In 2013, the jihadist group Islamic State of Iraq and the Levant (ISIL or ISIS) adopted its name and expanded its territorial control in Syria. It began to do so in Iraq also, and committed acts of terrorism in both countries and in Turkey.

== Timeline ==
- On 8 April 2013, having expanded into Syria, the group Islamic State of Iraq (ISI) adopts the name Islamic State of Iraq and the Levant, also known as the Islamic State of Iraq and al-Sham.
- Starting in April 2013, ISIL makes rapid military gains in northern Syria, where according to the Syrian Observatory for Human Rights, it was "the strongest group".
- 11 May: Two car bombs explode in the town of Reyhanlı in Hatay Province, Turkey. At least 51 are killed and 140 injured. The attack is the deadliest single act of terrorism ever to take place on Turkish soil to date. Along with the Syrian intelligence service, ISIL is suspected of carrying out the attack.

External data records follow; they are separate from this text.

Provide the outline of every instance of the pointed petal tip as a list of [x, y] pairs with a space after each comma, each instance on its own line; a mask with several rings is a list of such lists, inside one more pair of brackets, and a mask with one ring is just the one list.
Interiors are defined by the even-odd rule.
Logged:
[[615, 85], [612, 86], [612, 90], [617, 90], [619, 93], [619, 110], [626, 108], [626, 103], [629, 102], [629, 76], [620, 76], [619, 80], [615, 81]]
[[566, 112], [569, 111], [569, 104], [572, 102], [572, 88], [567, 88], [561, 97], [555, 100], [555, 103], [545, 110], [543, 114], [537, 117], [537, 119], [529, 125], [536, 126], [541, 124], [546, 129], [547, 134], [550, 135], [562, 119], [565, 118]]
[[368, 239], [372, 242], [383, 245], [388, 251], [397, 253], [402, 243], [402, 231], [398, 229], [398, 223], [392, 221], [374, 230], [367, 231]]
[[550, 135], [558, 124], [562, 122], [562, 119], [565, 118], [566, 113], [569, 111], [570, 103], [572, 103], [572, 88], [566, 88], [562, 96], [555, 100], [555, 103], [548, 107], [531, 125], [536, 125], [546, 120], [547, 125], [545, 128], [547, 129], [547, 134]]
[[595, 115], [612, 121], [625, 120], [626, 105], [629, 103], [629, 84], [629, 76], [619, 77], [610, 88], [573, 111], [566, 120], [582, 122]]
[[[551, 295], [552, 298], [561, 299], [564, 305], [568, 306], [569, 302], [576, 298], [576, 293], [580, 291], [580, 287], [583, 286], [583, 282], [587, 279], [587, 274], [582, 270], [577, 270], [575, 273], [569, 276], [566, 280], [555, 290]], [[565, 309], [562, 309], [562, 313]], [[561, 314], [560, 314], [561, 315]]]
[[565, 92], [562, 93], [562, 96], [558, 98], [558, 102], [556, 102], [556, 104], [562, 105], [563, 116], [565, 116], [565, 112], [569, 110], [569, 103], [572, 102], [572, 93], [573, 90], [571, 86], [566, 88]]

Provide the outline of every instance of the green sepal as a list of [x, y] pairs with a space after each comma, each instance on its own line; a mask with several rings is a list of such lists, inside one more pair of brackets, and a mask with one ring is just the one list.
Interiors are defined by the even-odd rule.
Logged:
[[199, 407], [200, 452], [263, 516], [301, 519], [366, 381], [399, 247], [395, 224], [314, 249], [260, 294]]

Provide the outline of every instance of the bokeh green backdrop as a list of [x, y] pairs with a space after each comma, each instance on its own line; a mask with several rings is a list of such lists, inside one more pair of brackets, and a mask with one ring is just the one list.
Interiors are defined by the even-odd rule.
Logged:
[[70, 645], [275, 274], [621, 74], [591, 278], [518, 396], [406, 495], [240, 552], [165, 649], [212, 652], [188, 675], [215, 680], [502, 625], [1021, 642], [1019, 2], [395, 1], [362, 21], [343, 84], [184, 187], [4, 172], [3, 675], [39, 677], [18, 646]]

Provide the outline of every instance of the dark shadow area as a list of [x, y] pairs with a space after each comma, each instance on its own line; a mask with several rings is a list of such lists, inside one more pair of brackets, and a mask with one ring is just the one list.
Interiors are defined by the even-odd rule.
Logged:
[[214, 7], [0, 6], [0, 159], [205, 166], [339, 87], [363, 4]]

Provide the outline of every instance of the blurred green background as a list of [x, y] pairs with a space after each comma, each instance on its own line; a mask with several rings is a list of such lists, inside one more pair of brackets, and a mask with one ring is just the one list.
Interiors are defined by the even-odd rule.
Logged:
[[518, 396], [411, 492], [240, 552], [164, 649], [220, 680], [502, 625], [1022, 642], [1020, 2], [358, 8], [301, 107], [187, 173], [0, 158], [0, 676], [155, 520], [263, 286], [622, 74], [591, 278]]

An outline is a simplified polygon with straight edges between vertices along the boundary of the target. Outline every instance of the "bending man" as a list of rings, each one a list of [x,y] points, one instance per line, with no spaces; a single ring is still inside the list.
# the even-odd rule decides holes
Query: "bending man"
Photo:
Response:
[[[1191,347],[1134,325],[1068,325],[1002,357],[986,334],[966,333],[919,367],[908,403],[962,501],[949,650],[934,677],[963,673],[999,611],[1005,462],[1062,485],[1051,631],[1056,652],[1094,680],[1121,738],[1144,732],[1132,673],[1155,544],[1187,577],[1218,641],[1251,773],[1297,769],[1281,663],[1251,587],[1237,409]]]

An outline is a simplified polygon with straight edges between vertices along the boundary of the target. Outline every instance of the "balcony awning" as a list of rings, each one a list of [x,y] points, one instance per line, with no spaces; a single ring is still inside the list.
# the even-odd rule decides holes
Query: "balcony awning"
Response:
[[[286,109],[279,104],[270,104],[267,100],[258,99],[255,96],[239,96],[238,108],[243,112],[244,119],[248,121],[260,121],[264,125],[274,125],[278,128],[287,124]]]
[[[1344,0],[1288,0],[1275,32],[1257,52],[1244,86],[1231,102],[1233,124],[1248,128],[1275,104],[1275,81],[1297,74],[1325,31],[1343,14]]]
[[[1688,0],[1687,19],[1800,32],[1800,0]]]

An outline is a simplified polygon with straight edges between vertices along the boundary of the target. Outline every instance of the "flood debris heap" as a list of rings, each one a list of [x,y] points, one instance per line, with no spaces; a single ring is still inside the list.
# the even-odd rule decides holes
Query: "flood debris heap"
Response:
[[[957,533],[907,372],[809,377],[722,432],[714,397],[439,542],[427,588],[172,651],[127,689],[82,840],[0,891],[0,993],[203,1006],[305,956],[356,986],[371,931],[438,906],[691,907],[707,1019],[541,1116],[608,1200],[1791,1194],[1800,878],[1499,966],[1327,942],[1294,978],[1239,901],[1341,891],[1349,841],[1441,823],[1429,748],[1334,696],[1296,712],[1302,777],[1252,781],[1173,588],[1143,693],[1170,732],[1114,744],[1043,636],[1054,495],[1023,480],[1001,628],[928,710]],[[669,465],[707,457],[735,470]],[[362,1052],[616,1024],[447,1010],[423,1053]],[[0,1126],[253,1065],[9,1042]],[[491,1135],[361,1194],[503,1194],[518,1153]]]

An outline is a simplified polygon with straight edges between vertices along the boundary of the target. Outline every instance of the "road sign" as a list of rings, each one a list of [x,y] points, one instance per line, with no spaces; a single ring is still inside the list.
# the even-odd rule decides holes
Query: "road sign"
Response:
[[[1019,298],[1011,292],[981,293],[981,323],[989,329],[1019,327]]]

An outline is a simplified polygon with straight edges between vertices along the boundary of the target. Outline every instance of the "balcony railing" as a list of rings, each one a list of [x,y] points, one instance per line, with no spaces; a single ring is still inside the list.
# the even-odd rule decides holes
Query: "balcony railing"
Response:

- On 5 July, units of the 33rd Infantry Division were deployed to the town of al-Dana after ISIL fighters reportedly opened fire on anti-ISIL protesters. Clashes broke out between the two groups, and resulted in ISIL beheading a commander of the 33rd Division, and taking full control of the town.
- On 9 July, the Free Syrian Army's battalion chief Kamal Hamami—better known by his nom de guerre Abu Bassir al-Jeblawi—was killed by ISIL's Coast region emir in Latakia's rural northern highlands. Al-Jeblawi was travelling to visit the al-Izz Bin Abdulsalam Brigade operating in the region when ISIL members refused his passage.
- On 22 July, ISIL organizes a mass break-out of its members being held in Iraq's prison in Taji and Abu Ghraib prison, freeing more than 500 prisoners, many of them veterans of the Iraqi insurgency (2003–11) or senior commanders of ISIL. ISIL described the operation as involving 12 car bombs, numerous suicide bombers and mortar and rocket fire. It was described as the culmination of a one-year campaign which was launched by ISIL leader Abu Bakr al-Baghdadi.
- In early August the Menagh Air Base was captured by forces including ISIL, whose suicide bomber detonated car bomb at the airbase.
- In September, members of ISIL killed the Ahrar ash-Sham commander Abu Obeida al-Binnishi, after he had intervened to protect a Malaysian Islamic charity; ISIL had mistaken its Malaysian flag for that of the United States.
- Also in September, ISIL overran the town of Azaz, taking it from the FSA-affiliated Northern Storm Brigade. ISIL had attempted to kidnap a German doctor working in Azaz. In November 2013, Today's Zaman, a newspaper in Turkey, reported that Turkish authorities had detailed information on ISIL's plans to carry out suicide bombings in Turkey.
- From 30 September, several Turkish media websites reported that ISIL had accepted responsibility for the 11 May attack and had threatened further attacks on Turkey.
- In November, Hasan Jazra, the commander of Jabhat Ghuraba al-Sham, was publicly executed by members of ISIL in the town of Atarib. Islamist groups had accused Ghuraba of looting and collaborating at times with the Syrian government.
- In December, there were reports of fighting between ISIL and the Salafist rebel group, Ahrar ash-Sham, in the town of Maskanah, Aleppo.
- In December, ISIL began an offensive in the Anbar province in Iraq, changing the insurgency there into a regional war.